That no longer is necessary, said Pete Golden, Emergency Operations coordinator for the Office of Security and Emergency Preparedness at the University of Georgia.
"People won't leave their pets, so a lot of times they will refuse to leave their home and ... put themselves at risk," Golden said.
To help, OSEP combined efforts with the College of Agricultural and Environmental Sciences, the UGA Community Emergency Response Team and the College of Veterinary Medicine to create a safe haven for people in need of shelter and their pets.
Congress passed the Pets Evacuation and Transportation Standards Act in 2006, which requires states to account for pets and service animals in times of disaster.

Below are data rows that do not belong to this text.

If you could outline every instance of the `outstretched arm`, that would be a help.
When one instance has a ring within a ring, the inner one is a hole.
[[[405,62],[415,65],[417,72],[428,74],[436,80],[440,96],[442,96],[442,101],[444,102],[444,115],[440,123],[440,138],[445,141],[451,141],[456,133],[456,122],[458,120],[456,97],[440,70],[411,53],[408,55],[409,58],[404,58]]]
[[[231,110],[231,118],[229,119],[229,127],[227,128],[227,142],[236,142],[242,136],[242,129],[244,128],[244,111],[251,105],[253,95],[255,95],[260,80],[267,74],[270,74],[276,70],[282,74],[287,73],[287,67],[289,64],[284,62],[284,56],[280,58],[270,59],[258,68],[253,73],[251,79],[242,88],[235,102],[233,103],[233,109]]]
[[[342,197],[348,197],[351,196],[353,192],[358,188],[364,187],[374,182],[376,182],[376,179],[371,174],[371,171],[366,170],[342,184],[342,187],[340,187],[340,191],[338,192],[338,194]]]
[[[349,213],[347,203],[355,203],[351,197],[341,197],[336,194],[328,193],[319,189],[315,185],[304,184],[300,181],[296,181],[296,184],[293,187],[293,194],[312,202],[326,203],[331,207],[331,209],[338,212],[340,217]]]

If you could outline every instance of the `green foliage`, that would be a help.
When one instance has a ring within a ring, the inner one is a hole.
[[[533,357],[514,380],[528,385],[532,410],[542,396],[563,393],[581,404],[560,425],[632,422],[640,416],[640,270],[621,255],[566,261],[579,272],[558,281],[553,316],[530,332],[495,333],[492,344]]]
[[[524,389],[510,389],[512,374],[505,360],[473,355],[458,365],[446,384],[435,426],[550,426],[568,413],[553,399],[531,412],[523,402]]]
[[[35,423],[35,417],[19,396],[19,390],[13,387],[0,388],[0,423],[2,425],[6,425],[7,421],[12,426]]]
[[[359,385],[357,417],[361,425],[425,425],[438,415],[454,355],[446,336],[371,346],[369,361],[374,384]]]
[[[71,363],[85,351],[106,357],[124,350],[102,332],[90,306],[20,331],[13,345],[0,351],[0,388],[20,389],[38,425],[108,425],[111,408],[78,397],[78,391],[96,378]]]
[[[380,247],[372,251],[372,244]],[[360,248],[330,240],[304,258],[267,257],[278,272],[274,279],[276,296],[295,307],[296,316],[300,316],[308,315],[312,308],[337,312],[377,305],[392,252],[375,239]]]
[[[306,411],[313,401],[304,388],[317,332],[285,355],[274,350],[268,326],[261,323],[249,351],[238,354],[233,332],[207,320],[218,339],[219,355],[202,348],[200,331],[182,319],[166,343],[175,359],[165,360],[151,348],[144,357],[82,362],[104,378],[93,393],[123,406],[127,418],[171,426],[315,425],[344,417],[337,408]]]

If a hurricane hit the Georgia Coast tomorrow, as many as 250 evacuees could be housed at the Ramsey Center while their pets could go about 5 miles away to the UGA Livestock Instructional Arena on South Milledge Avenue.
The Ramsey Center, which is a Red Cross-approved shelter, would first register people into the facility. Once an evacuee is registered, they can then bring their paperwork to the arena along with their pets.
In the lobby, animals will be registered at the Livestock Center and undergo a medical-intake evaluation by the veterinary college. A triage area will also be set-up for animals in need of medical assistance or quarantine.
All cats will be housed in the indoor space, which is climate controlled.
"Some dogs are heat intolerant, like a bulldog, so they would be in there, too," Golden said.
Cats and dogs that need special care would be housed together, but there is ample space to allow for both, he said.
The group coordinating the effort recently held a trial registration using stuffed toys in place of live animals. The shelter was opened and all the necessary equipment brought out.
"And we ... ran the (stuffed animals) through registration, sent them to the vet with triage and all animals had a card with details about their individual case on them," Golden said.
A short time later, the group practiced a take-down of the shelter.
"We learned a lot about ways to speed up the registration process; some of the logistics of the building," said Golden.
Although the arena is large enough to house more than 1,000 animals, there has been a limit set based on the amount of workers and volunteers available to accommodate displaced animals. There is no limit on how many animals per person can be accepted.
"This is not a hard-fast number either," Golden said. "We won't just cut it off. If we can handle it, we will take them."
No reptiles, birds, livestock or horses will be accepted. Cats, dogs and pocket pets only.
Every animal that is registered at the facility will have a sheet on the front of its crate documenting each time the animal is fed, watered, walked or its crate cleaned. Owners will be encouraged to come care for their pets, but if it's not possible, volunteers will take care of the animals.
Any pet abandoned will be turned over to animal control.
Animals deemed vicious will not be permitted into the facility.
FEMA would reimburse all fees, including food for the animals, shots, supplies and damages incurred during the event.
"We are one of maybe two places in the state, and probably the only one who has gone so far as practicing for a disaster," said Golden. "It's been a collaborative process and I think we all work very well together. The community is fortunate that there is a lot of expertise to do this."